Julia Christian has lived on the Hill her whole life. Now the communications director for City Councilman Tommy Wells, Christian grew up taking classes at the Capitol Hill Arts Workshop, became program director there as an adult and managed H Street Playhouse. Christian, 37, went on to direct the Capitol Hill Chamber of Commerce (CHAMPS) and even snagged the Twitter handle @capitolhilldc.

She said she stays involved on the Hill — including by playing keyboards and singing in the local bands The Sequins and The Fuss — because she wants to give back to the community that raised her.

“I feel like I should be an ambassador of the neighborhood,” she said.

Lives: At 6th and North Carolina streets SE, just blocks from where she was raised, with her 7-year-old daughter and a “docile” pet guinea pig.

Favorite Neighborhood Hangouts: The Queen Vic (1206 H St. NE), Tunnicliffs Tavern (222 7th St. SE) and Jimmy Valentine’s Lonely Hearts Club (1103 Bladensburg Road). She’s a big fan of the decor in Jimmy Valentine’s. “It’s like an old yard sale mixed with a disco ball.”

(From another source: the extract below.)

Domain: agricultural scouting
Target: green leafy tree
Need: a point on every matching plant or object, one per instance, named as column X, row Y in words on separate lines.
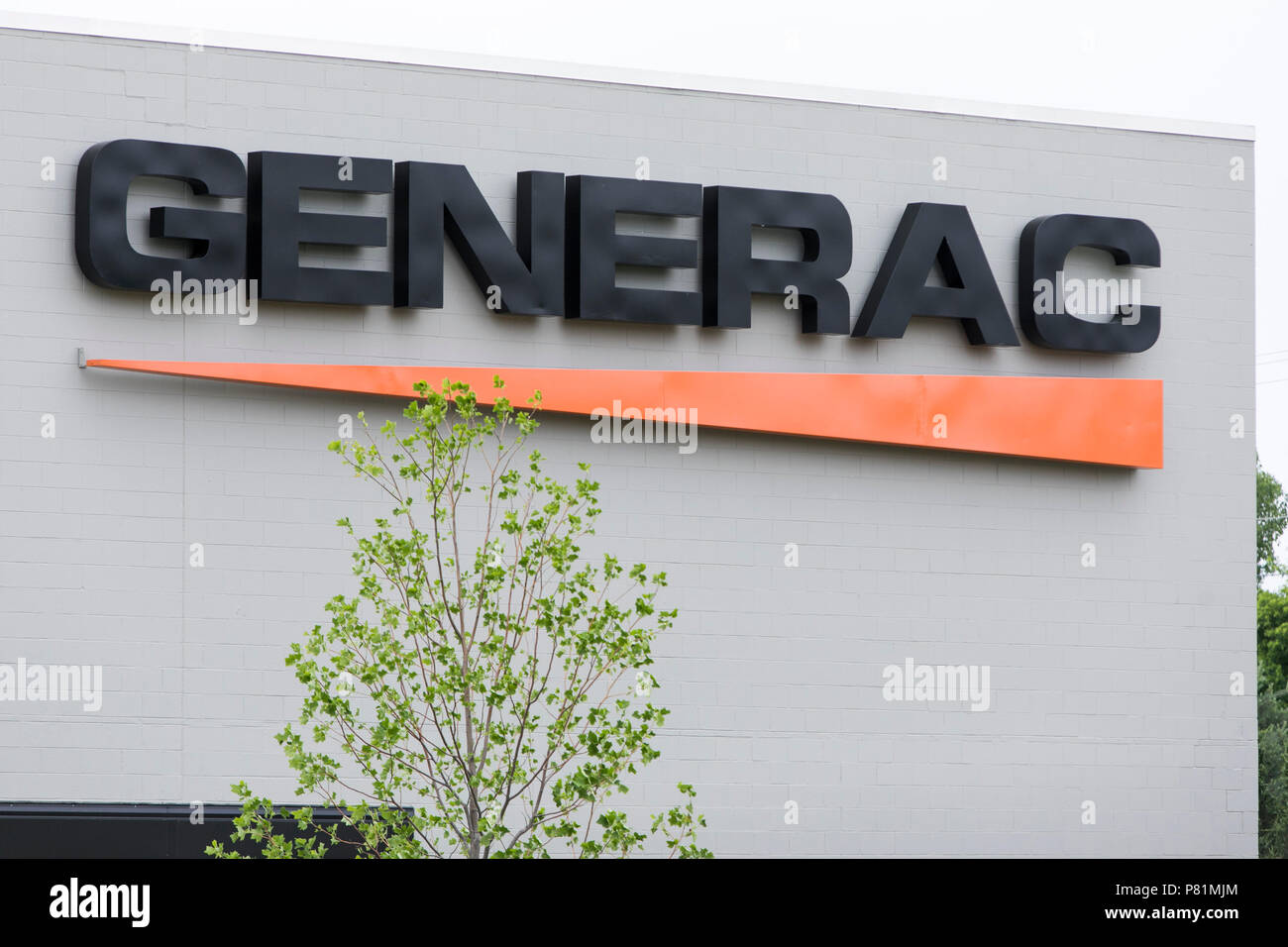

Favorite Glimpse of Old D.C.: The 600 block of Pennsylvania Avenue SE. “It seems to be stuck in this odd time capsule,” she said. Christian recalled a “country kitchen-style” McDonald’s on the block when she was a kid. “That block has always felt the same.”

Most Frustrating Thing in the Neighborhood: A lack of involvement in local government. “If all of you who said ‘What’s the point?’ got involved, we could really make a difference.”

What Changes She’d Like to See on the Hill: 1) Reopen the Pennsylvania Avenue location of Chesapeake Bagel Bakery. “Everyone would head there and then go to the Market.” 2) Bring back Market Day and the community unity it created. “The entire neighborhood was in one place at one time.” 3) Improve North-South transportation. “Not all bus lines are equal, which is not right,” she said. “If we want visitors to come, we need to be able to get them from Eastern Market to H Street efficiently.”

On How to Be a Better Neighbor: Commit random acts of kindness like flipping your neighbors’ windshield wipers up before a snowstorm, and smile. “I find that smiling is amazingly catchy. If you do it, people will do it back.”